Il fenomeno Stoppa, riferendosi ai richiami vivi, ha dichiarato animali con le “ali tagliate”…. prima inesattezza: non si “tagliano le ali”, che nella testa di tanti non del settore sembrerebbe uno storpiare il pennuto staccandogli l’ala dal tronco di netto… No, non funziona così! E’ vero che una volta c’era la pratica dello “spuntare” un determinato nervetto dell’ala, che poi impedirebbe al pennuto di volare per sempre, ma oggi questa pratica è vietatissima e se ti trovassero con uccelli con questo “pseudo taglio” (che si riconoscono bene) scatterebbe una salatissima sanzione.

Ma andiamo avanti, che diventa ancora più divertente…
Parlando con il proprietario dell’appostamento (è strano ma tutti quelli che intervista lui hanno la faccia oscurata) il tizio dichiara:  “Io, poi, sparo poco non sono uno di quelli che….”

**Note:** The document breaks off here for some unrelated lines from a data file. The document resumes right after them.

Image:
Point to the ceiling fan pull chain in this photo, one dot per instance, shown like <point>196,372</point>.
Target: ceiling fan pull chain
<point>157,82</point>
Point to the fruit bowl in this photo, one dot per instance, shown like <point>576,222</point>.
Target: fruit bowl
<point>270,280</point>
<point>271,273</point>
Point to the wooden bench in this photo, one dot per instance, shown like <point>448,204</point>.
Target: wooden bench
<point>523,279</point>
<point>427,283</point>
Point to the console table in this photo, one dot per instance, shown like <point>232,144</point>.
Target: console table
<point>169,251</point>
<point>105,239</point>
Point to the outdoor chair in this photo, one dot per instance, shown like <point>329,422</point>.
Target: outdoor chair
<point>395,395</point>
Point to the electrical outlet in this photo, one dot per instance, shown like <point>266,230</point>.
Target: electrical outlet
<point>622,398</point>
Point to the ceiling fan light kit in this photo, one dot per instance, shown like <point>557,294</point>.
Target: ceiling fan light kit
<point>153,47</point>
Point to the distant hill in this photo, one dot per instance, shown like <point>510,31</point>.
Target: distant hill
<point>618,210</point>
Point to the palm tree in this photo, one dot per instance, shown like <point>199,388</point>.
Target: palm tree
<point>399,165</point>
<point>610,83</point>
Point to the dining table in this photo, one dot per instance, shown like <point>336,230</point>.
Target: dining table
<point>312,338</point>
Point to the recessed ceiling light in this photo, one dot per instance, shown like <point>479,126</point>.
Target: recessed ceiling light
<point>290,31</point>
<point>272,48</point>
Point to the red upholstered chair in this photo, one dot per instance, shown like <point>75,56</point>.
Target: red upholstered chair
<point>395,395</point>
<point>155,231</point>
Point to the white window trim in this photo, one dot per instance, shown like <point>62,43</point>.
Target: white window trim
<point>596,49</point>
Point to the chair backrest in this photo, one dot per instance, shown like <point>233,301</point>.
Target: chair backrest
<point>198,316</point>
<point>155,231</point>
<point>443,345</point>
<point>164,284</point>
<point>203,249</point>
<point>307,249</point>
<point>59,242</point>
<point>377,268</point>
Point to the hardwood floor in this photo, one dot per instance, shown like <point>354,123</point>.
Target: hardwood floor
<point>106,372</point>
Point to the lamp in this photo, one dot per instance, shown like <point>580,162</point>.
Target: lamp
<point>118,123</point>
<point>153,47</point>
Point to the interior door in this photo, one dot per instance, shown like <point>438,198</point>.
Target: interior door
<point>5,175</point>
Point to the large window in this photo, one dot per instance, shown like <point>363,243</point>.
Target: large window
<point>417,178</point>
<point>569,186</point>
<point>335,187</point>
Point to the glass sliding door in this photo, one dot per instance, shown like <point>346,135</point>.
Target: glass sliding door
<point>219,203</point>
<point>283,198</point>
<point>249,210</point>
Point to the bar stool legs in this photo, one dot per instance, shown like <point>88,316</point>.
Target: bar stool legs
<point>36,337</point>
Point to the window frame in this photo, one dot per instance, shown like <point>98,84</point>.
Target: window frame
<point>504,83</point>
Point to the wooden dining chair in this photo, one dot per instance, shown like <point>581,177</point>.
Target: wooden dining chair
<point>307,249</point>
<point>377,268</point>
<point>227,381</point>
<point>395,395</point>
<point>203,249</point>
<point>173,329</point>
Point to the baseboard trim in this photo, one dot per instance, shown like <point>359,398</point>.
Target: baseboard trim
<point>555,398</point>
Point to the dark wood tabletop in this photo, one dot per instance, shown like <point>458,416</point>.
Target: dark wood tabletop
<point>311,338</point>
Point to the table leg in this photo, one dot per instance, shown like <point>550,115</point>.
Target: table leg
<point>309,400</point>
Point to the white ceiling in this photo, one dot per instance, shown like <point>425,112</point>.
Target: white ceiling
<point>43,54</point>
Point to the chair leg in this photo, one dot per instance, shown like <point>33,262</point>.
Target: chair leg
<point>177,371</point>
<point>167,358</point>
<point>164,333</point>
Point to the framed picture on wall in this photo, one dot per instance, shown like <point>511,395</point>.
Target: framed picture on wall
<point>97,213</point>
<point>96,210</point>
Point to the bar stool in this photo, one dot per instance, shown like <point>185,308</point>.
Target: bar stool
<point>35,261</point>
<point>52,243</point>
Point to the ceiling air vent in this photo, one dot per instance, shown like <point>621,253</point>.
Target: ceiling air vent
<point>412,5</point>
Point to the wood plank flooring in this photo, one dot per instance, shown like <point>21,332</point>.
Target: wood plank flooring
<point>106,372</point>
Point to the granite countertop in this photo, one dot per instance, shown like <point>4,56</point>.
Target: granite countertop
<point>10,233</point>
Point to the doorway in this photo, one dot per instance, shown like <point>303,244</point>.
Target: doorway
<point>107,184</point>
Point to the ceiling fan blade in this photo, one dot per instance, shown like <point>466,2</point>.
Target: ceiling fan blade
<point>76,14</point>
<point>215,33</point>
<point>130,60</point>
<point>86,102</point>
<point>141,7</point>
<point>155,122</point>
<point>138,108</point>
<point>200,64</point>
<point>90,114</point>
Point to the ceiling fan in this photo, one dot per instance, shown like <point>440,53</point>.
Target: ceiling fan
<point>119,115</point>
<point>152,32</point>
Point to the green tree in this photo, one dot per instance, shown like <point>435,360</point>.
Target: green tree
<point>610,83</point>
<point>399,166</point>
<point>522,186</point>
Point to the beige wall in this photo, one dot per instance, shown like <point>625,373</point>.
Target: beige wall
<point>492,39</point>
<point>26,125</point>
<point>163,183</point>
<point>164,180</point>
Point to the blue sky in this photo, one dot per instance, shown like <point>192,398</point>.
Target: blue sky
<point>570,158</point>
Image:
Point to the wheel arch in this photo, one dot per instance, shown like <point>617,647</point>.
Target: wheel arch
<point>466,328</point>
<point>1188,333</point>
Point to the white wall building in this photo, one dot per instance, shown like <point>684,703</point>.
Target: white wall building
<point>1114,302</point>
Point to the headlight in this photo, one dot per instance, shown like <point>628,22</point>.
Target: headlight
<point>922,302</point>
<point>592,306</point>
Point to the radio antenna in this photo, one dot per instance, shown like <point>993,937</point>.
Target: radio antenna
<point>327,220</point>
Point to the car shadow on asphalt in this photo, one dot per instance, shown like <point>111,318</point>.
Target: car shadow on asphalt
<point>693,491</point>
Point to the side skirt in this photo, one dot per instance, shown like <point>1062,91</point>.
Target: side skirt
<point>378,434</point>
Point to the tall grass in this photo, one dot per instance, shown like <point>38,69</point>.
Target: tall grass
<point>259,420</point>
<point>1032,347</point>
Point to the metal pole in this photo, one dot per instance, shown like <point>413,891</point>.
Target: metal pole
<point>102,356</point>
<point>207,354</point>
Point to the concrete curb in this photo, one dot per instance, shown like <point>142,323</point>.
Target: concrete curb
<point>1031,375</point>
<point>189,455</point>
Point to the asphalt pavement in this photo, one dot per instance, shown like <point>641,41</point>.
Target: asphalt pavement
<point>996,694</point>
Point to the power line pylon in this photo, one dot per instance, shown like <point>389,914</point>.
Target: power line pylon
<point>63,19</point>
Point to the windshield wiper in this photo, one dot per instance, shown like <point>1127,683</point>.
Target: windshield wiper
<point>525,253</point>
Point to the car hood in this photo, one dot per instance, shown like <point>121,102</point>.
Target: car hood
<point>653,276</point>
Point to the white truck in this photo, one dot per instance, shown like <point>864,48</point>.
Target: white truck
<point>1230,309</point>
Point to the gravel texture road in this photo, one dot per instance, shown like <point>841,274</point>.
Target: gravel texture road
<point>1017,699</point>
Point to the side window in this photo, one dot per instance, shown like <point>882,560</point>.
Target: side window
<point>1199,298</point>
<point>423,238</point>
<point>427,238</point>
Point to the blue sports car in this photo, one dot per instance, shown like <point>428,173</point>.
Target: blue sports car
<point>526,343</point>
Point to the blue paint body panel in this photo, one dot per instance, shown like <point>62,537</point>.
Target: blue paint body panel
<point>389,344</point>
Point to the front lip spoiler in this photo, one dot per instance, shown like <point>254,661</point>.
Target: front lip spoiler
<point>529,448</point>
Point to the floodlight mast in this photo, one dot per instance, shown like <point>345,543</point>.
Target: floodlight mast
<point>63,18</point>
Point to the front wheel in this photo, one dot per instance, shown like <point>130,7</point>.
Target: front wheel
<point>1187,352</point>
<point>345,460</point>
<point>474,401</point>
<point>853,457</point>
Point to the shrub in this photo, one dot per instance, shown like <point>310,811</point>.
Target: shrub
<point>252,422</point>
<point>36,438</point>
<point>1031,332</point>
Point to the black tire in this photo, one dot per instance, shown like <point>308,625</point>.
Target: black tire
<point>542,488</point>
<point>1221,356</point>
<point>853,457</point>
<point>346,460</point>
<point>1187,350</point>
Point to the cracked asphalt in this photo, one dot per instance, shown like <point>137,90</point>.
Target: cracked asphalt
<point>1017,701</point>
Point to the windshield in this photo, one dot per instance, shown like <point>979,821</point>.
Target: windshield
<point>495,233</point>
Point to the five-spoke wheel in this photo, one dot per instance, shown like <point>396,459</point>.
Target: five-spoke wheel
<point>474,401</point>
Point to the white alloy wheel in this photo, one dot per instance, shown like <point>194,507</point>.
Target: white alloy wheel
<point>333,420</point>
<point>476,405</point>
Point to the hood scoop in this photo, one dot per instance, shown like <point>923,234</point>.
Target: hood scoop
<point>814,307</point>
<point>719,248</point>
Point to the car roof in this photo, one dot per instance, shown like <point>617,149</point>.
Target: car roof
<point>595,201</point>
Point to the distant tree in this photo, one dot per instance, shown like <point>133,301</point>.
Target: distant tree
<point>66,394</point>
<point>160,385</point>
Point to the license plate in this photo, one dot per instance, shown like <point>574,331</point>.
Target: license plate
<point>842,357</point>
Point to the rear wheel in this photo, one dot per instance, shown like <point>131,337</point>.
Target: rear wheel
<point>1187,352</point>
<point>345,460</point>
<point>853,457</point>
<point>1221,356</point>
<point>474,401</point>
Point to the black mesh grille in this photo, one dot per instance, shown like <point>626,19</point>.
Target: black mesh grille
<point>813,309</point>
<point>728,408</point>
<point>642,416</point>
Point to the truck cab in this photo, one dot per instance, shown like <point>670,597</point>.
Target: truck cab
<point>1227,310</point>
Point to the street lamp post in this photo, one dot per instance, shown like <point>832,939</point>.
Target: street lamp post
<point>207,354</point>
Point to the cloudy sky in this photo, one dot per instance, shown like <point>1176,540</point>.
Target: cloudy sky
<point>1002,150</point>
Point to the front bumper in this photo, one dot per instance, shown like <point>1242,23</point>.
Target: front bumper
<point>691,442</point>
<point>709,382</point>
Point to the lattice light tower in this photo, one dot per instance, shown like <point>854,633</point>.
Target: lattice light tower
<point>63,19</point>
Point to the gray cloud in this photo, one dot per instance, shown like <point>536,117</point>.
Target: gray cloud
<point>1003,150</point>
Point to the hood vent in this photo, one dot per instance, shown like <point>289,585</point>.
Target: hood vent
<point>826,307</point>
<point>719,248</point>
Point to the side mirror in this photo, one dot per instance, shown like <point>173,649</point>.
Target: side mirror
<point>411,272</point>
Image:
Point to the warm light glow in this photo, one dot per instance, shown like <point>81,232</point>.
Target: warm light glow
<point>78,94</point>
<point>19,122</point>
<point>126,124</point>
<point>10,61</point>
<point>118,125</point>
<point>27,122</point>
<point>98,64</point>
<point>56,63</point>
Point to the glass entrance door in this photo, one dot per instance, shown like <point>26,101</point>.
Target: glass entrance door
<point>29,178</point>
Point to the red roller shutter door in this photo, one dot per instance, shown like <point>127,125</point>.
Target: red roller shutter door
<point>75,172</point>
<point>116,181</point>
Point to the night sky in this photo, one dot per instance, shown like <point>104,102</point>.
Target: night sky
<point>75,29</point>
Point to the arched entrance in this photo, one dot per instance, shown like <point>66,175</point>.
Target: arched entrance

Uno di quelli cosa????? Ma che cavolo dici… disonore per tutto il mondo venatorio! Te chi sei, uno di quelli che, paghi magari 5 ATC e vai a caccia alle 3 di mattina per salutarli se passano???? Ma per favore…..

In questo caso, doveva intervenire assolutamente l’asl locale o le guardie venatorie visto che non era stato rispettato il protocollo di sicurezza scattato il 31/12. E invece, finito tutto a tarallucci e vino, addirittura con l’intervista fatta da dentro all’appostamento, proprio da colui che dovrebbe, invece, demolire il mondo della caccia…. la cosa non puzza un pochino?!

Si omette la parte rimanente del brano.